Dogs vs Cats with Standard Learning

In this Notebook we're going to use standard learning to attempt to crack the Dogs vs Cats Kaggle competition.

We are going to downsample the images to 64x64; that's pretty small, but should be enough (I hope). Furthermore, large images means longer training time and I'm too impatient for that. ;)

Lets have plots appear inline:



In [1]:

    
%matplotlib inline

We're going to need os, numpy, matplotlib, skimage, theano and lasagne. We also want to import some layer classes and utilities from Lasagne for convenience.



In [2]:

    
import os, time, glob, tqdm
import numpy as np
from matplotlib import pyplot as plt
import torch, torch.nn as nn, torch.nn.functional as F
import torchvision
import skimage.transform, skimage.util
from skimage.util import montage
from sklearn.model_selection import StratifiedShuffleSplit
import cv2
from batchup import work_pool, data_source

import utils
import imagenet_classes

torch_device = torch.device('cuda:0')

Data loading

We are loading images from a folder of files, so we could approach this a number of ways.

Our dataset consists of 25,000 images so we could load them all into memory then access them from there. It would work, but it wouldn't scale. I'd prefer to demonstrate an approach that is more scalable and useful outside of this notebook, so we are going to load them on the fly.

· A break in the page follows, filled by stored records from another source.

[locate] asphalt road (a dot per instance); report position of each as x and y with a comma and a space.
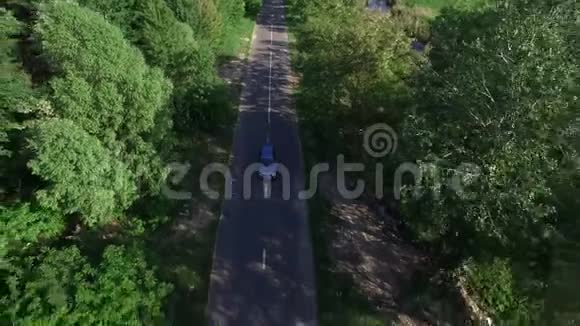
263, 266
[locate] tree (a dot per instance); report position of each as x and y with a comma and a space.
15, 91
496, 96
61, 287
103, 85
22, 225
82, 176
203, 17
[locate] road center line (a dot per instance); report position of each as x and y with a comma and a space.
270, 76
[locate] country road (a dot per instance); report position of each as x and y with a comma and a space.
263, 266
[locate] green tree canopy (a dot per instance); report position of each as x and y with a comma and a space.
21, 225
498, 97
61, 287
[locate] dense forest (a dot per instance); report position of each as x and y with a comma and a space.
495, 87
96, 98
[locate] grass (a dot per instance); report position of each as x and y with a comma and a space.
184, 259
437, 5
238, 39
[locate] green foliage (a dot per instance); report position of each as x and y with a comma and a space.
104, 86
83, 177
20, 225
61, 287
118, 12
203, 16
189, 63
496, 97
15, 91
494, 284
231, 10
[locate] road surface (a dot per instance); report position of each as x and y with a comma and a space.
263, 266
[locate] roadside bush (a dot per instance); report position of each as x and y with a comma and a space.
82, 176
252, 7
103, 85
495, 97
495, 286
62, 287
16, 94
22, 225
353, 74
203, 16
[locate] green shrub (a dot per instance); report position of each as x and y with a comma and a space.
103, 85
16, 95
21, 225
82, 176
495, 286
203, 17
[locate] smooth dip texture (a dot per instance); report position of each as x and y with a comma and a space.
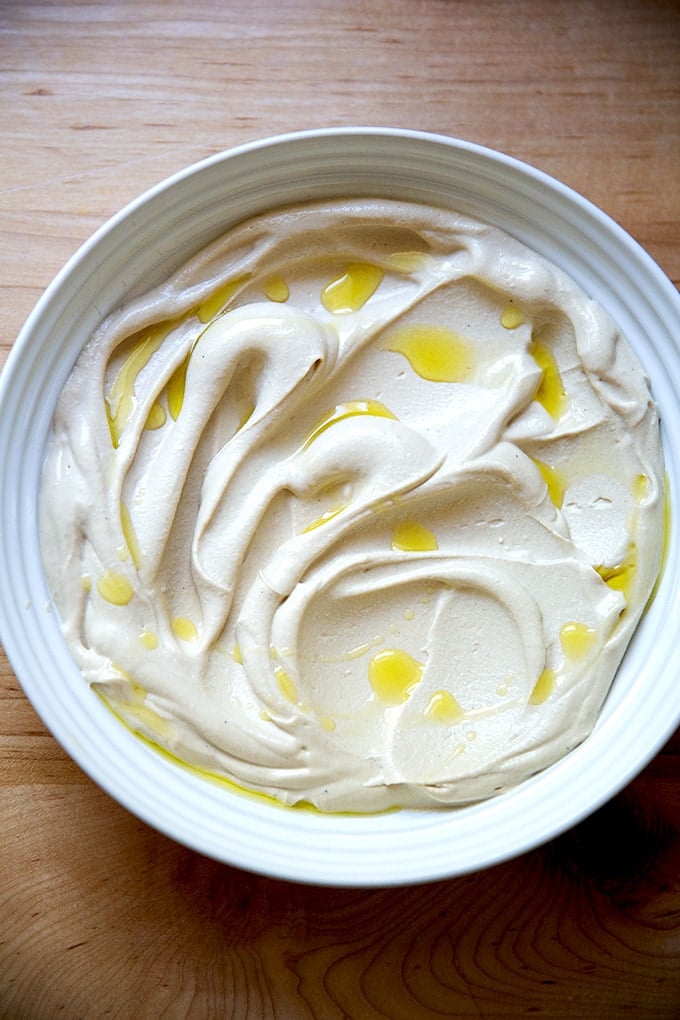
360, 508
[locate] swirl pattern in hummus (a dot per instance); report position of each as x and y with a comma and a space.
360, 508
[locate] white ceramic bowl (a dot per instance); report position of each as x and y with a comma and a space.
140, 246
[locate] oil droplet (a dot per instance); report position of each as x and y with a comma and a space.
542, 687
351, 291
551, 393
621, 577
156, 417
149, 640
175, 389
554, 480
348, 410
120, 401
219, 298
393, 675
286, 684
276, 289
434, 353
129, 536
442, 707
640, 488
184, 628
512, 316
325, 517
410, 537
576, 640
115, 588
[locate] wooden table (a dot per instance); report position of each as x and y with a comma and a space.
100, 916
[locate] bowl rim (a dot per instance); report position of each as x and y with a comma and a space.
341, 857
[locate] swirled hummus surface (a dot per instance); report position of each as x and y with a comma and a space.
359, 508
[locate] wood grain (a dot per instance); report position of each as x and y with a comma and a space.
100, 916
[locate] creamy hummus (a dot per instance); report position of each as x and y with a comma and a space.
359, 508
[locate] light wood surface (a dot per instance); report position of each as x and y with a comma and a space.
100, 916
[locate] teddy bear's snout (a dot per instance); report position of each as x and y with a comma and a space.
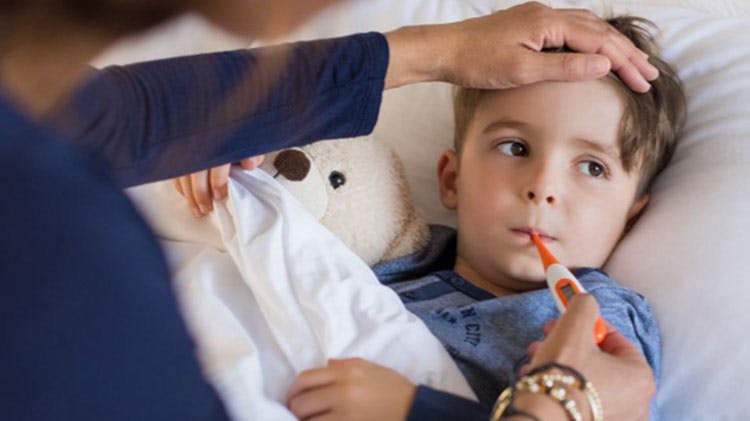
293, 164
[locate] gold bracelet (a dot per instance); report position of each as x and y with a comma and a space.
555, 386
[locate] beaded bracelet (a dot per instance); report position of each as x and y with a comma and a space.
540, 380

Loading images on the fly poses a challenge as we may find that the GPU is waiting doing nothing while the CPU is loading images in order to build the next mini-batch to train with. It would therefore be desirable to load images in background threads so that mini-batches of images are ready to process when the GPU is able to take one. Luckily my batchup library can help here.

We must provide the logic for:

getting a list of paths where we can find the image files
given a list of indices identifying the images that are to make up this mini-batch, for each image in the mini-batch:
- load each one
- scale each one to the fixed size that we need
- standardise each image (subtract mean, divide by standard deviation)
gather them in a mini-batch of shape (sample, channel, height, width)

Getting a list of paths where we can find the image files

Join the Kaggle competition and download the training and test data sets. Unzip them into a directory of your choosing, and modify the path definitions below to point to the appropriate location.

We split the images into training and validation later on, so we call them trainval for now.



In [3]:

    
TRAIN_PATH = r'E:\datasets\dogsvscats\train'
TEST_PATH = r'E:\datasets\dogsvscats\test1'

# Get the paths of the images
trainval_image_paths = glob.glob(os.path.join(TRAIN_PATH, '*.jpg'))
tests_image_paths = glob.glob(os.path.join(TEST_PATH, '*.jpg'))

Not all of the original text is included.